As to masters of the Tao, they are fewer still. Most of the designers
whose books focus on the Tao are simply silly. There is one fellow who
perpetually promotes books and papers on the Tao of design that are
empty of content -- this is not the emptiness that gives use to a cup,
but the emptiness of one who speaks without thought.
For this reason the paradigm just doesn’t work. While I understand
your view on this, I am going to disagree. You practice a “do,” and
you understand therefore the relation between those that study the way
and the need for a master. We do not have among us enough masters to
permit this as a viable paradigm.
On the second issue, though, this is not a choice between “
‘fast’ training manpower in ‘design’ “ and something
else. University- level degree programs are not fast training for
manpower: they are intended as education rather than training. It is
education to which Don Norman speaks in “Why Design Education Must
Change.”
Bringing science and critical inquiry into design education is a way
forward that we can manage in the three to ten years in which we have
design students at university. Mastery takes a lifetime. Our work
involves helping students to develop the basic skills and habits of
mind that will equip them to succeed in the design professions as they
move from their student years to become journeymen or journeywomen, and
then develop the possibility of mastery.
The choice is not a choice between the impossible paradigm of a Tao of
design as against the shabby paradigm of manpower training. The choice
is between the obsolete paradigm of the design education that served us
reasonably well from the 1800s through the 1970s, as against a paradigm
of research-based design education suited to our needs today.
Warm wishes,
Ken
Professor Ken Friedman, PhD, DSc (hc), FDRS | Distinguished University
Professor | Dean, Faculty of Design | Swinburne University of Technology
| Melbourne, Australia | [log in to unmask] | Ph: +61 3
9214 6078 | www.swinburne.edu.au/design
Francois Nsenga wrote:
--snip--
I disagree with your statement, on two grounds. The first ground is
that of the old adage saying that any long voyage start with one single
step. Starting right now, as we are doing in the present exchange of
views, each of us reflecting on one’s Design practice, those with
teaching assignment revising their curricula or even just re-orienting
or modifying a little bit their Design course method/content (for
instance anchoring it in a scientific/experimental framework as Don
suggests and as I illustrated in an experiment reported earlier this
year in Design Issues: Volume 26, Number 4 Autumn 2010, pp. 57-70.), in
my view all that is how the Tao of design would start and gradually take
hold. And as ‘things’ unfold, the ‘aim’, whatever it may be, may
eventually be reached. Keeping in mind, for that matter of fact, that in
all traditional non-market oriented ways of life, reaching the ‘aim’

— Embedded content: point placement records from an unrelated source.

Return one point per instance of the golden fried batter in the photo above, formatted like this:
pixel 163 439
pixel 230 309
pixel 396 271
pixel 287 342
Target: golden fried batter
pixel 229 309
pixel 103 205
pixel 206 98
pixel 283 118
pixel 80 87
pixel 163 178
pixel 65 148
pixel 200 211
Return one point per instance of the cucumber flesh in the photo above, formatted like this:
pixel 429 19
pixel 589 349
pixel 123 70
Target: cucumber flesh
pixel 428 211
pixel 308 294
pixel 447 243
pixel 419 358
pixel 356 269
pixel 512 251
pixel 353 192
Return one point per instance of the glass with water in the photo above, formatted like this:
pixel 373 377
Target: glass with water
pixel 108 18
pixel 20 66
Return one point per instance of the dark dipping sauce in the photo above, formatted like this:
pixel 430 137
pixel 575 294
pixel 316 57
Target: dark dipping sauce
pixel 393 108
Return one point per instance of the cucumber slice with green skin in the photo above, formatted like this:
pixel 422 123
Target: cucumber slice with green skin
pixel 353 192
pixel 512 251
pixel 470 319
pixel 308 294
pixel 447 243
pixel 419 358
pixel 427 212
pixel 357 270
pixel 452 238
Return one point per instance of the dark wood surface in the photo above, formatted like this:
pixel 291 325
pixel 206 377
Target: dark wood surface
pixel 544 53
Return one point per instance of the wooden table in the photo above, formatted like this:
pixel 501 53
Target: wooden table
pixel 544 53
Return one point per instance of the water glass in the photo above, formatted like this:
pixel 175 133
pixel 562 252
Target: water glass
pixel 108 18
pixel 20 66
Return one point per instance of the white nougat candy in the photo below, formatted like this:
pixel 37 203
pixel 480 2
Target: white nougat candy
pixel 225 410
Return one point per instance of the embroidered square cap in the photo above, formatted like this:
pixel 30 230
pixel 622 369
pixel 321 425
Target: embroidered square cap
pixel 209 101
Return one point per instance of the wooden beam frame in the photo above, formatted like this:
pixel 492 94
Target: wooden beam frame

is not that much important as just engaging in the Way (le
cheminement*), i.e. practicing in the best manner - meaning here the
most satisfactory - whatever one has to do: in our case, Design
practice/Design teaching of artifacts conception.
The second ground to my disagreement is the distinction I make between
mere training in skills, and educating (e-ducere = to lead out or from
to...) individuals (pedagogy and andragogy). As I hinted at in my
previous post, training in “tricks” both new and old ‘dogs’,
that is relatively fast and easy. Leading individuals of any age towards
and throughout a ‘way’ of conducting - not earning - one’s life,
that is more difficult, it requires constant care and dedication, I
would say of the entire lifetime, both from the learner and the
‘leader’.
Our current concern comes down then to being a matter of a crucial
choice between either ‘fast’ training manpower in ‘design’...,
or leading individuals to take care of the community artifacts domain,
now and in future. I personally believe a paradigm underpinned along
this latter choice - by the way not at all viewed as a religion nor any
other kind of esoteric, meditative practice - would, on the long run,
serve better both the individual and our globalized community of humans
on earth, including business persons and financiers!